This repository contains scripts to process and join data from the World of Code dataset (see https://arxiv.org/abs/2010.16196) and CVE (Common Vulnerabilities and Exposures) dataset (gathered using the cve-search project), that were used in the "The Secret Life of CVEs" paper submission, accepted to MSR 2023 Challenge: https://conf.researchr.org/track/msr-2023/msr-2023-mining-challenge, and published as DOI:10.1109/MSR59073.2023.00056.
Results were analyzed with the help of Jupyter Notebooks, available in the 'notebooks/' subdirectory.
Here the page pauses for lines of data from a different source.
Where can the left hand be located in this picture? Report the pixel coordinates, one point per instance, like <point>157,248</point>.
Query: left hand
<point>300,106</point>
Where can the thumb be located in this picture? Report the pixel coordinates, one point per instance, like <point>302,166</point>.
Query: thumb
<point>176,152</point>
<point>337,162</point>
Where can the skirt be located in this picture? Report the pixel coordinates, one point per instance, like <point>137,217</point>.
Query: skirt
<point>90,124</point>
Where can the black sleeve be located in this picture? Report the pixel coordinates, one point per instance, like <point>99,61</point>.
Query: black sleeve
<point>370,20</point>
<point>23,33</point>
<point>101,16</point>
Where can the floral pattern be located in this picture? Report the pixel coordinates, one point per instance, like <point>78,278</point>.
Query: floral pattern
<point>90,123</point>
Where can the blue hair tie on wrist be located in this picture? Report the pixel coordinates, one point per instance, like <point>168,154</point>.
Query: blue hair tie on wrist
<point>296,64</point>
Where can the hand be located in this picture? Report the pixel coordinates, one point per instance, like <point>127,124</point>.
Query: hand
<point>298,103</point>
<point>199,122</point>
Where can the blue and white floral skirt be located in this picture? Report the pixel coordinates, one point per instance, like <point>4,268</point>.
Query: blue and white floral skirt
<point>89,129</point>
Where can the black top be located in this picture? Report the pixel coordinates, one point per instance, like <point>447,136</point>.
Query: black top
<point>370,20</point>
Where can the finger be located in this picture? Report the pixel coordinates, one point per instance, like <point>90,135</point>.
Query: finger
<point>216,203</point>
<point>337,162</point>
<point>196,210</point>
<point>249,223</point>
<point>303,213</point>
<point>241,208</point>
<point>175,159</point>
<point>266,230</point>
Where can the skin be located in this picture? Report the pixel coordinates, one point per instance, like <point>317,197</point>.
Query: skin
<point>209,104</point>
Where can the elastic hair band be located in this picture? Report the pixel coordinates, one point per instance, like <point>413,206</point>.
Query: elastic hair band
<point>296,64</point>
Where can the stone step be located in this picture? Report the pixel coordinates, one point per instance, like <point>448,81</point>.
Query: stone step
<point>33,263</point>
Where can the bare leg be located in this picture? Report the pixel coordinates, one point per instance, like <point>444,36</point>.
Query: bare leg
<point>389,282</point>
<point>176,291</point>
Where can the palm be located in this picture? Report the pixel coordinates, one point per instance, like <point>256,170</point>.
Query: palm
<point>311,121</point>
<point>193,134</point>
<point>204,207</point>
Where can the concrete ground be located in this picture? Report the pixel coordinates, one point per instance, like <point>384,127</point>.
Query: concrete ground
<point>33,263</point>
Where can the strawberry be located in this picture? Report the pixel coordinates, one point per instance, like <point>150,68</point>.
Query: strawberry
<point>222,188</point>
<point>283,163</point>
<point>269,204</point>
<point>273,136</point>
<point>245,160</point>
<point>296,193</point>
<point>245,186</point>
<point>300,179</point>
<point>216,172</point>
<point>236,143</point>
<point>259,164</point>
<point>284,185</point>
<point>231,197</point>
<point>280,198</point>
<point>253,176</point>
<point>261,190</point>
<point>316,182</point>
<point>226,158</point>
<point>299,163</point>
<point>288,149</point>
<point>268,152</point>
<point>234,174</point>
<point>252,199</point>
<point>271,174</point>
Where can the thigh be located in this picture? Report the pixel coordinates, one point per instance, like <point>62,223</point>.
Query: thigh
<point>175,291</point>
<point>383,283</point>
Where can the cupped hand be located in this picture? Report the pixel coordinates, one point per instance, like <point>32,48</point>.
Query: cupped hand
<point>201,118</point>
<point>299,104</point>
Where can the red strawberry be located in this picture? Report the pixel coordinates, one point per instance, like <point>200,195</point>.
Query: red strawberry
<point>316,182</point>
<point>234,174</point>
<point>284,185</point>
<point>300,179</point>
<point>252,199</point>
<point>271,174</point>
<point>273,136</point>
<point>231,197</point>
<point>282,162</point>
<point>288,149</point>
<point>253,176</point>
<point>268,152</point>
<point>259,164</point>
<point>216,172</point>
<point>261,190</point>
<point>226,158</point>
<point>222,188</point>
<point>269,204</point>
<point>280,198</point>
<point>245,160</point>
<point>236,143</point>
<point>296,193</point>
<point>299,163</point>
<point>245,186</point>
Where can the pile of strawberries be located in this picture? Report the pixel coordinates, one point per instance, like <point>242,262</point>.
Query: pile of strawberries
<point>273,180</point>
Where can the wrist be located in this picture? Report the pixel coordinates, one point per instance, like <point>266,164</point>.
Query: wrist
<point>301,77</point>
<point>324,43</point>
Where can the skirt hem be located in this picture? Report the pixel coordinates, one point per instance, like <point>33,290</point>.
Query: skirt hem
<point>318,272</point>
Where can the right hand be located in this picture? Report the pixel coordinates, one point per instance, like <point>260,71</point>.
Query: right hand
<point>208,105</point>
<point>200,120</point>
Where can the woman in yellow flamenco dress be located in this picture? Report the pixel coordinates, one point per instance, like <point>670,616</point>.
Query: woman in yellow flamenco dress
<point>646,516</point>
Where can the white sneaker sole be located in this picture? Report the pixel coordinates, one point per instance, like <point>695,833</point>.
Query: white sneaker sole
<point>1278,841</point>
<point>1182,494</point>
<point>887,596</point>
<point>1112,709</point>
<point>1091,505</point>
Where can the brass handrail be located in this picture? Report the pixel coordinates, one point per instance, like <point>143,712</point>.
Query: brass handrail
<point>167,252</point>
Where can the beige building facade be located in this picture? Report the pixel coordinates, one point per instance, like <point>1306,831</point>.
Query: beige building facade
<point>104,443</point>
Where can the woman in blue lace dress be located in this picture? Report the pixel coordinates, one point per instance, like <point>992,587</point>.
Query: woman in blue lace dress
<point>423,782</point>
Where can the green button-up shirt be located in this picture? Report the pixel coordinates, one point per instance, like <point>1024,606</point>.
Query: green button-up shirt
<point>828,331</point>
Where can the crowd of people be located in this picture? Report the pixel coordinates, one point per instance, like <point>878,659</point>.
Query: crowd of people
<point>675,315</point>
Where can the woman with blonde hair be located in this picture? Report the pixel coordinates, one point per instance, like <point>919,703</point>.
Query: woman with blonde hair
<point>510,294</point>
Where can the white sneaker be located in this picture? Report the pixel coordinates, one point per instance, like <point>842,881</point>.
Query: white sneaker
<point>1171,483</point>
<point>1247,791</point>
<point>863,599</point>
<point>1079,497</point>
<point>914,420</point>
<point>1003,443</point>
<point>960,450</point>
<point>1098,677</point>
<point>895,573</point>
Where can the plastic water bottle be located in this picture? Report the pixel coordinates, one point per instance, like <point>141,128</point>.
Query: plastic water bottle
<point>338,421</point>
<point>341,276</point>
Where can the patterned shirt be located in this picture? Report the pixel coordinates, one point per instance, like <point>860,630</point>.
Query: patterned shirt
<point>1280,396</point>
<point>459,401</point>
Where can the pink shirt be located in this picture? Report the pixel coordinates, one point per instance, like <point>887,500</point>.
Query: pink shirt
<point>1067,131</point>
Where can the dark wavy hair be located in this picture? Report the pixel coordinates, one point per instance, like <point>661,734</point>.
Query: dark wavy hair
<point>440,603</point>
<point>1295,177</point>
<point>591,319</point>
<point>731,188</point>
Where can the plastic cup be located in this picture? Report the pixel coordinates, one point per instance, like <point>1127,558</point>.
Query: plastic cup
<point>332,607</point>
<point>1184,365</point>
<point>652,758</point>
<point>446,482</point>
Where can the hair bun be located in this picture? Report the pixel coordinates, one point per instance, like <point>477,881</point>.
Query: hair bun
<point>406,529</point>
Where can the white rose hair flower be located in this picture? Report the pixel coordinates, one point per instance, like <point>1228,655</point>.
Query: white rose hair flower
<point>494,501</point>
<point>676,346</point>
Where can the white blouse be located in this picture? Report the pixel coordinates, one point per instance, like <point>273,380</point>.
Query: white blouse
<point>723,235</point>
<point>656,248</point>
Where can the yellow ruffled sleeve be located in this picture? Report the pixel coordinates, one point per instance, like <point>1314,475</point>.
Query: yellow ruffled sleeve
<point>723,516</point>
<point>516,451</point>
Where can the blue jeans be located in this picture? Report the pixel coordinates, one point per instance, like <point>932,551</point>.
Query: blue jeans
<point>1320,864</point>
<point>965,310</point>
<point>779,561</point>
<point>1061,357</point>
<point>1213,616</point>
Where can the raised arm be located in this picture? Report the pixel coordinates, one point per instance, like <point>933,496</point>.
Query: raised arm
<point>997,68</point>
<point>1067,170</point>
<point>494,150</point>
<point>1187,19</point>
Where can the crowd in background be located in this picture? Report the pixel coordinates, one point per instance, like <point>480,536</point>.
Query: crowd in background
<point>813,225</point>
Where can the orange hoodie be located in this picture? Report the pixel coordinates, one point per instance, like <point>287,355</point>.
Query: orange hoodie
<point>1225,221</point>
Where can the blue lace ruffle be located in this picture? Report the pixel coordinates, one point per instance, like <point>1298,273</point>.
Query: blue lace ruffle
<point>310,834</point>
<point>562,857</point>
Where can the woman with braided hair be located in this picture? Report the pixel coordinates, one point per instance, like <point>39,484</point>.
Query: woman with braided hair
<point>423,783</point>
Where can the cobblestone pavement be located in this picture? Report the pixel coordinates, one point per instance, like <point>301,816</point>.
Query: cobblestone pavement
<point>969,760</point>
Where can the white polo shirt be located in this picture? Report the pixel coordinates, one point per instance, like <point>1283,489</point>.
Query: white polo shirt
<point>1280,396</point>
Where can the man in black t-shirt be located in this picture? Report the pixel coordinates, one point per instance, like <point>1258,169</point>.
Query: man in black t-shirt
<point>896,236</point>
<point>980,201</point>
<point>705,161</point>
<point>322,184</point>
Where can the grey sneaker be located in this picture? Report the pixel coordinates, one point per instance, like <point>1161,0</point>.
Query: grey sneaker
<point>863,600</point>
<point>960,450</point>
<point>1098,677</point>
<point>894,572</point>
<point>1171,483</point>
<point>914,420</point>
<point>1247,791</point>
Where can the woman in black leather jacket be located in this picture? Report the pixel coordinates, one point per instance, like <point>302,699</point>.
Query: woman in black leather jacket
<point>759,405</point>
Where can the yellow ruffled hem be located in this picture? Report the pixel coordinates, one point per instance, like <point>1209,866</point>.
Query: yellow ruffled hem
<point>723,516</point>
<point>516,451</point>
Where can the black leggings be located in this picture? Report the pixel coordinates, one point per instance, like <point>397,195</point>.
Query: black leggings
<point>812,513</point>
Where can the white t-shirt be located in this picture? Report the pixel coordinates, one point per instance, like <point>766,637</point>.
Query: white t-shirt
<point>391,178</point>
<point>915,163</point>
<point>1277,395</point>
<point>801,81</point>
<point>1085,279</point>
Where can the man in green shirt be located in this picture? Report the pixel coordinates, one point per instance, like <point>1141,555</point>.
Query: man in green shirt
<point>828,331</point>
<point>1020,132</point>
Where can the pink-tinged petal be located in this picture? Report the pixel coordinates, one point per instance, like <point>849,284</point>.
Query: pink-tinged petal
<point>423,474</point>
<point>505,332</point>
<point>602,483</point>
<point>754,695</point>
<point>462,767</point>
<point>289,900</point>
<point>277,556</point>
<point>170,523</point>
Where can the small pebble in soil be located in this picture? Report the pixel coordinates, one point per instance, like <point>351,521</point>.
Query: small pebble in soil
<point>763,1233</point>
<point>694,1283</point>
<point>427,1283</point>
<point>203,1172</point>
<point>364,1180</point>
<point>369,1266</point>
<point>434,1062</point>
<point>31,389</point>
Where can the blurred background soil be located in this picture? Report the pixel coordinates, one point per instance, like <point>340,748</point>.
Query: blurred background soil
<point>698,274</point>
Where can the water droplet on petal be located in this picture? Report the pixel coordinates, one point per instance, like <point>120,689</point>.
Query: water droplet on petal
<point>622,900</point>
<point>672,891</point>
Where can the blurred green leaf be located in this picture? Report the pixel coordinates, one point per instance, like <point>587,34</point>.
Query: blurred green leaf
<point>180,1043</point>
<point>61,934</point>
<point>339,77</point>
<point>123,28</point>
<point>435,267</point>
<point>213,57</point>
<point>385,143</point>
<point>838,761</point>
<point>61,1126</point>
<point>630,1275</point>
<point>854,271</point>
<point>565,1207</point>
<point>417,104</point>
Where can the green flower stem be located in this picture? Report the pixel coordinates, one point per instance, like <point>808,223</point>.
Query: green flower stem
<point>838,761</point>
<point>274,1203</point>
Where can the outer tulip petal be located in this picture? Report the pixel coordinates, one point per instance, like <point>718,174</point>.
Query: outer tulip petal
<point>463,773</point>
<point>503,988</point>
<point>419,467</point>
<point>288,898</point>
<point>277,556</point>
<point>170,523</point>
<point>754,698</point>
The final dataset, along with the source code and notebooks used to extract and analyze the data, are accessible on Figshare: https://doi.org/10.6084/m9.figshare.22007003.
@INPROCEEDINGS{10174215,
author={Przymus, Piotr and Fejzer, Mikołaj and Narębski, Jakub and Stencel, Krzysztof},
booktitle={2023 IEEE/ACM 20th International Conference on Mining Software Repositories (MSR)},
title={The Secret Life of CVEs},
year={2023},
volume={},
number={},
pages={362-366},
doi={10.1109/MSR59073.2023.00056}
}
@article{Przymus2023,
author = "Piotr Przymus and Mikołaj Fejzer and Jakub Narębski and Krzysztof Stencel",
title = "{The Secret Life of CVEs - code and dataset}",
year = "2023",
month = "3",
url = "https://figshare.com/articles/dataset/The_Secret_Life_of_CVEs_-_code_and_dataset/22007003",
doi = "10.6084/m9.figshare.22007003.v1"
}
The code requires Python 3 to run.
Results of each script are saved in the data/
directory. Files in this
directory without any extension are pandas dataframes saved in parquet
file format.
The easiest way to run all scripts in order is to use DVC (Data Version Control)
command line tool. To recreate data processing and filtering on your local machine,
use "dvc repro
" in main directory, which will run all scripts according to
what is in the "dvc.yaml" file, replacing data folder content when needed.
The data is also available on DagsHub, in the connected repository:
https://dagshub.com/ncusi/secret_life_of_CVEs, from which you can get data
from with "dvc pull
" (after configuring DagsHub as dvc remote).
To replicate the results in the paper, after recreating data files, or
downloading them from Figshare, or from DagsHub, use Jupyter notebooks
from the "notebooks/
" directory.
The code starts with data already extracted from World of Code. To recreate data extraction from WoC servers:
- Run "projects_stats/with_CVS_in_commit_message_ignore_case.sh" on WoC servers
- Run "cat search.CVE_in_commit_message_ignore_case.lstCmt_9.out | cut -d';' -f1 | ~/lookup/getValues c2P 1 >projects_with_CVE_fix.txt" on WoC servers
- Run "cve_search_parser.py search.CVE_in_commit_message.lstCmt_9.out projects_with_CVE_fix.txt cve_df_filename" on WoC servers
- Copy the result 'cve_df_filename' to local machine, and replace 'cve_df_filename' in 'data/' folder.
Retrieving CVE information (with the help of 'cve_information/retrieve_cve_info.py'
script) requires an instance of CVE-Search running,
as the script makes use of its REST API. Currently the instance URI is hardcoded,
and you need to change it to be able to use your local instance, or some public
instance. You would need to change the following line in gather_cve_published_data()
function:
url = 'http://158.75.112.151:5000/api/cve/'
request_url = url + cve
The data file is available on Figshare, and via DagsHub.